Raise the Pressure is Electronic's second studio album, released in July 1996.

Recording
Seven of the thirteen tracks were composed by full-time members Johnny Marr and Bernard Sumner, and the other six co-written with former Kraftwerk member Karl Bartos. He was recommended to Electronic via a friend of Sumner's, and commuted to Manchester throughout 1995 during the recording sessions, which stretched from late 1994 to late 1995.

The protracted sessions resulted in a dense, thick production that was later acknowledged by both Sumner and Marr and criticised in professional reviews; they consequently spent much less time on their next album Twisted Tenderness.

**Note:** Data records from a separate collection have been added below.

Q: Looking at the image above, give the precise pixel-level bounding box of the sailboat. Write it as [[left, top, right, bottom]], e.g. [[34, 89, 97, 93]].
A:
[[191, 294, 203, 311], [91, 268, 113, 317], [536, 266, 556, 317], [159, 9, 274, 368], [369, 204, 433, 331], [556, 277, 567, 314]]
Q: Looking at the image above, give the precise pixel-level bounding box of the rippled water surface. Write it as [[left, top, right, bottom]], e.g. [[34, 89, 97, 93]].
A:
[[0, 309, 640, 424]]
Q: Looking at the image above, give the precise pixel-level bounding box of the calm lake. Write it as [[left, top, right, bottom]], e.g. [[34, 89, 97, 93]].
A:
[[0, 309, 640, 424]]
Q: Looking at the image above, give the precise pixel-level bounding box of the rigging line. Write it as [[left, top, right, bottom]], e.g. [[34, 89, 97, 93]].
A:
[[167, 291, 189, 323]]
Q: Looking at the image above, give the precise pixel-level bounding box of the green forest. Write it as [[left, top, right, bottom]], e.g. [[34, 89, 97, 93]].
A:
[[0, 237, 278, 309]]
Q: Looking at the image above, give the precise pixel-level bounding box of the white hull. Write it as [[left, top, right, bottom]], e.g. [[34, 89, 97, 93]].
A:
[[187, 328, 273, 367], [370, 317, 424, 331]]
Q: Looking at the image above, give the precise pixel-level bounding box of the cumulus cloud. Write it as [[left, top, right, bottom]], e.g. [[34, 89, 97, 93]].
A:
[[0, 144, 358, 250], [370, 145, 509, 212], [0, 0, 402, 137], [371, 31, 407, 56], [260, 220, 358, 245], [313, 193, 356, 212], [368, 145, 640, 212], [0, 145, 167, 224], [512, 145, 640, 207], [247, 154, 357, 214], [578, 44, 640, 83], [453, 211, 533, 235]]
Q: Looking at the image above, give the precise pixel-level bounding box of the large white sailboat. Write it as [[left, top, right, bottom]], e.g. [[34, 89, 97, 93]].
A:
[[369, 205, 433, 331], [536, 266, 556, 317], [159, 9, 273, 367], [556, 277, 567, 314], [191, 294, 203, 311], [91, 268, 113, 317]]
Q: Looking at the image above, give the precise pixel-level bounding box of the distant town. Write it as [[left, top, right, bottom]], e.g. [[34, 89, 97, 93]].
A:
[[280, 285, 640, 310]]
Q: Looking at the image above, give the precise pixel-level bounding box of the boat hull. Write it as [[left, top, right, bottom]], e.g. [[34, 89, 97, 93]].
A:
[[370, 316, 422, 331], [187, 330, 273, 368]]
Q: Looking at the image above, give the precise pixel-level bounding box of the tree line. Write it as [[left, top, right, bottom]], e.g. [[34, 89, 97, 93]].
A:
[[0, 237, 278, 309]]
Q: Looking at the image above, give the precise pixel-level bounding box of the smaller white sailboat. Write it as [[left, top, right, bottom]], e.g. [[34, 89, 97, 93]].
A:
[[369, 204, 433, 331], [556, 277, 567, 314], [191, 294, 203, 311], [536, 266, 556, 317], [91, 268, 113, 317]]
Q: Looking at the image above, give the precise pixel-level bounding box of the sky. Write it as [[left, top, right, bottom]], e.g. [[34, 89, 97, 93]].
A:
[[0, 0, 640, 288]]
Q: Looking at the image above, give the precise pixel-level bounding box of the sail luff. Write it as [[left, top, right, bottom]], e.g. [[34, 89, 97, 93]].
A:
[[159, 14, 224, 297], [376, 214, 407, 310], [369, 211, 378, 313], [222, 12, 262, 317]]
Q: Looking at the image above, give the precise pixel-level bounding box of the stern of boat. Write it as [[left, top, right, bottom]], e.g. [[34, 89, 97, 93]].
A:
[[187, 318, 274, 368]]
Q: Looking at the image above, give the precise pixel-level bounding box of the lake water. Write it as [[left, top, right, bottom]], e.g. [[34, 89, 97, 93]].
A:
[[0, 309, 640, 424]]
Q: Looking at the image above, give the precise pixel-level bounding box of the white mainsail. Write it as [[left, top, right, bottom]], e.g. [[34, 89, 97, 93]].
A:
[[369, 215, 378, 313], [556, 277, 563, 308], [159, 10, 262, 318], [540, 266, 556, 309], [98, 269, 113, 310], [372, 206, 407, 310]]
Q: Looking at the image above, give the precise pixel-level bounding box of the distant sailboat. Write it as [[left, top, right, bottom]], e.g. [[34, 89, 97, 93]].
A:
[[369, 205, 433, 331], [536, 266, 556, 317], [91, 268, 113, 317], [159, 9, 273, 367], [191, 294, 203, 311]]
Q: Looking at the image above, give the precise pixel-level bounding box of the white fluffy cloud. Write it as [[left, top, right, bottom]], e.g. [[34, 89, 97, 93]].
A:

Raise the Pressure was also remarked upon for Bernard Sumner's impressionistic lyrics, which some saw as the result of his use of Prozac during this period, following an appearance on the BBC 2 programme The Late Show, which explored the effects of the antidepressant on creativity. According to Sumner, however, he only wrote one lyric whilst under the influence of Prozac. Musically the album comprises guitar pop/rock songs ("One Day", "Out of My League") and more dance oriented tracks ("Until the End of Time", "If You've Got Love").

Artwork
The album cover is a painting of a cherub by Johannes Handschin, which echoes the sleeve of New Order's 1989 album Technique. The title of the album appears on the inner inlay sleeve of most CD releases; the Australian CD and cassette editions are two which have Raise the Pressure placed on the cover. This was the last Electronic album to be released on vinyl.

Reception

Unlike its predecessor Electronic, Raise the Pressure received mixed reviews and did not perform as well commercially, with the first two singles "Forbidden City" and "For You" charting modestly in the UK Top 20, and the third, "Second Nature", barely making the Top 40. In the US no commercial singles were released, with "Forbidden City" and "Second Nature" issued only as promotional radio-play discs. Four mixes of "Until the End of Time" were released through the Electronic mailing list in October 1997; this item and a maxi single of "Second Nature" remixes are among the most sought-after recordings by the band.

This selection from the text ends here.